« Quand j'entends le mot vivre, je sors mon revolver ou du poison. » (Luc Pulflop)
mercredi 28 novembre 2018
Pierres milliaires
Contemplant les « cigares japonais » qu'il vient à grand peine d'extraire de son fondement, le constipé admire que des stèles aussi difformes, des monuments aussi taciturnes, jalonnent l'histoire entière de sa vie.
(Théasar du Jin, Carnets du misanthrope)
Un remède à l'angoisse d'exister ?
« Un topique des plus efficaces dans la curation d'un grand nombre de plaies et d'escarres est l'emplâtre appelée de Nuremberg. » (L'agronome ou dictionnaire portatif du cultivateur, Rouen, 1787)
(Luc Pulflop, Prière d'incinérer. Dégoût)
Un maître de la non-réussite
25 janvier. — Je découvre, en lisant un ouvrage intitulé Curiosités des Sciences occultes, d'un certain Paul Lacroix, l'utilisation que faisaient les spagyristes de la matière fécale. L'auteur cite un sieur de La Martinière, médecin du roi Louis XIV, qui dans son livre Le Chymique inconnu, ou l'Imposture de la Pierre philosophale, raconte plusieurs essais infructueux qu'il avait tentés pour réaliser le Grand Œuvre : « Je fis amasser morve, crachats, urine, matière fécale, de chacun une livre, que je fis mélanger ensemble, et mettre dans un alambic, pour en tirer l'essence, laquelle étant toute tirée, j'en fis un sel, que j'essayay en la transmutation des métaux, mais en vain, ne réussissant pas. Je retiray les fèces de toutes ces vilenies, qui étoient au fond de l'alambic, je les fis calciner, j'en fis une poudre grisâtre, tirant sur un rouge noir, j'en fis l'essay en la transmutation des métaux : je ne réussis pas. Je fis moucher pendant plusieurs jours quantité de personnes à jeun, dans des vaisseaux ; en ayant ramassé toute la morve, je la mis encore dans l'athanor, sous lequel ayant fait un feu de proportion, j'en tiray une pierre d'une vilaine couleur jaunâtre, que je mis en poudre, et l'essayay en la transmutation des métaux, à quoy je ne réussis pas. »
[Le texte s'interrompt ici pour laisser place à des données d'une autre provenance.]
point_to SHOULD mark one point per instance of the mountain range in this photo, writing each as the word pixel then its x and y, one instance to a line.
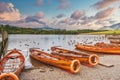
pixel 46 28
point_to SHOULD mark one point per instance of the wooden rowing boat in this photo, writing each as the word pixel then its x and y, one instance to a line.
pixel 100 48
pixel 117 41
pixel 92 59
pixel 11 65
pixel 70 65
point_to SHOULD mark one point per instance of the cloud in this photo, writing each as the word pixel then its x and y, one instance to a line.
pixel 64 4
pixel 77 14
pixel 36 18
pixel 104 3
pixel 104 13
pixel 8 12
pixel 39 3
pixel 65 21
pixel 60 16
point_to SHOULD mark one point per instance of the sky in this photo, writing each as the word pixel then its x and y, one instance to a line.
pixel 60 14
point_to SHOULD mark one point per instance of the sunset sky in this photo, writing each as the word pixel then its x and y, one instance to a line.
pixel 63 14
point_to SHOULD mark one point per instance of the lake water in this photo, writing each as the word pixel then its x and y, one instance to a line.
pixel 45 42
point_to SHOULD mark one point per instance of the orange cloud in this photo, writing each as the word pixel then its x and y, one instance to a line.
pixel 8 12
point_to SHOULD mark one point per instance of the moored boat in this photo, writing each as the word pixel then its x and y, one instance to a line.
pixel 11 65
pixel 117 41
pixel 100 48
pixel 91 60
pixel 72 66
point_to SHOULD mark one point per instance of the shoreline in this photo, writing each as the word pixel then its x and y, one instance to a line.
pixel 45 72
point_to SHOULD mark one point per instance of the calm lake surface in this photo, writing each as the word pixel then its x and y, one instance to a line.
pixel 24 42
pixel 45 42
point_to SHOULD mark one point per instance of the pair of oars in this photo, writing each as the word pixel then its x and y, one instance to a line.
pixel 91 60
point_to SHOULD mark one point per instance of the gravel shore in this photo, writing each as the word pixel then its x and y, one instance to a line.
pixel 46 72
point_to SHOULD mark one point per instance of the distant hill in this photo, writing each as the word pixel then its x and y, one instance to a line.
pixel 112 27
pixel 46 28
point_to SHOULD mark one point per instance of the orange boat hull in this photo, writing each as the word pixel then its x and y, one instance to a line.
pixel 100 48
pixel 70 65
pixel 12 66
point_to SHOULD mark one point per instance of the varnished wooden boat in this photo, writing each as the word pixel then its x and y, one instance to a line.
pixel 92 59
pixel 100 48
pixel 11 65
pixel 72 66
pixel 113 36
pixel 117 41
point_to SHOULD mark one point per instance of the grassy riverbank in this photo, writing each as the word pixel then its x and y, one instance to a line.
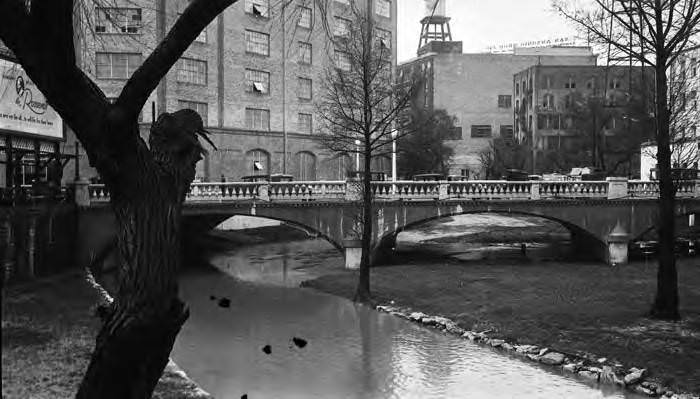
pixel 48 334
pixel 569 307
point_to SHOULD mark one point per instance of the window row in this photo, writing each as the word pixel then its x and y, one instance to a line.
pixel 255 118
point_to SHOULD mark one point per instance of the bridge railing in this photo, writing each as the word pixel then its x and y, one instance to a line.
pixel 613 188
pixel 307 190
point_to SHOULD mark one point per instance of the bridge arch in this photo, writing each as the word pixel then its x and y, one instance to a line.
pixel 584 241
pixel 204 223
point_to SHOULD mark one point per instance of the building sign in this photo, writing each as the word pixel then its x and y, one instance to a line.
pixel 23 109
pixel 557 41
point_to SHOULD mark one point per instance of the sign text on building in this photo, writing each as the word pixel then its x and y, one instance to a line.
pixel 23 108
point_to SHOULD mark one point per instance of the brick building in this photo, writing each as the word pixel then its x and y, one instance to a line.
pixel 546 98
pixel 252 74
pixel 477 89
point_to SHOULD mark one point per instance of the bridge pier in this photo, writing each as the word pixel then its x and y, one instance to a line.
pixel 618 248
pixel 353 253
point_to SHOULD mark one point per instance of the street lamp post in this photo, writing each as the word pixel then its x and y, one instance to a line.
pixel 393 156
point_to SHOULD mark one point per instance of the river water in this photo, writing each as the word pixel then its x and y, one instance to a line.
pixel 352 351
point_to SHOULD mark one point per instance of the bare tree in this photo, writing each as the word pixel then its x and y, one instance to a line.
pixel 362 110
pixel 148 182
pixel 651 33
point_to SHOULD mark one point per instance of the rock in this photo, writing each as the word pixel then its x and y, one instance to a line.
pixel 470 335
pixel 455 329
pixel 634 376
pixel 224 302
pixel 496 343
pixel 552 358
pixel 571 367
pixel 644 390
pixel 526 349
pixel 589 375
pixel 417 316
pixel 608 375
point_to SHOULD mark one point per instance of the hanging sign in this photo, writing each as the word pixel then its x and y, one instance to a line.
pixel 23 109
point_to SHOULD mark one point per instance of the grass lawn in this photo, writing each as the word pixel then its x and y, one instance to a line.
pixel 48 334
pixel 570 307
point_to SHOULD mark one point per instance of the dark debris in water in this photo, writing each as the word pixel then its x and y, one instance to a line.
pixel 224 302
pixel 299 342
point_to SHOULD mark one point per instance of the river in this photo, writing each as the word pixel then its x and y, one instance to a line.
pixel 352 351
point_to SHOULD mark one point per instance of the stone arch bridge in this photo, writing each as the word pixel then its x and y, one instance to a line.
pixel 603 217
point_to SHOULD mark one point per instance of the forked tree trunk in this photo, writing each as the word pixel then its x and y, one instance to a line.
pixel 134 343
pixel 363 291
pixel 666 302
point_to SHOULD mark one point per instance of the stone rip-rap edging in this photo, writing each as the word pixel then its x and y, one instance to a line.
pixel 590 367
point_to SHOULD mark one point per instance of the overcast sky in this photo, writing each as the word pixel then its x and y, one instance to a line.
pixel 481 23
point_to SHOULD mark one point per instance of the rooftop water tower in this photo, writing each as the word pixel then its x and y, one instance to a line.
pixel 436 23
(Barzelus Foukizarian, Journal ontologique critique)
Un orignal fieffé
L'orignal n'est pas un caractère bizarre, singulier. C'est un élan du Canada.
(Luc Pulflop, Prière d'incinérer. Dégoût)
mardi 27 novembre 2018
Voix intérieure
Solipsiste, ne sois pas angoissé ! Souviens-toi : ces animaux — babiroussas, saumâtres caméléons, moustiques encéphalitiques, gloméruleux pélicans —, ces spectres, ces personnages dégingandés ou hiératiques que tu croises dans la rue n'ont rien que de conjectural. C'est ton imagination qui les affirme.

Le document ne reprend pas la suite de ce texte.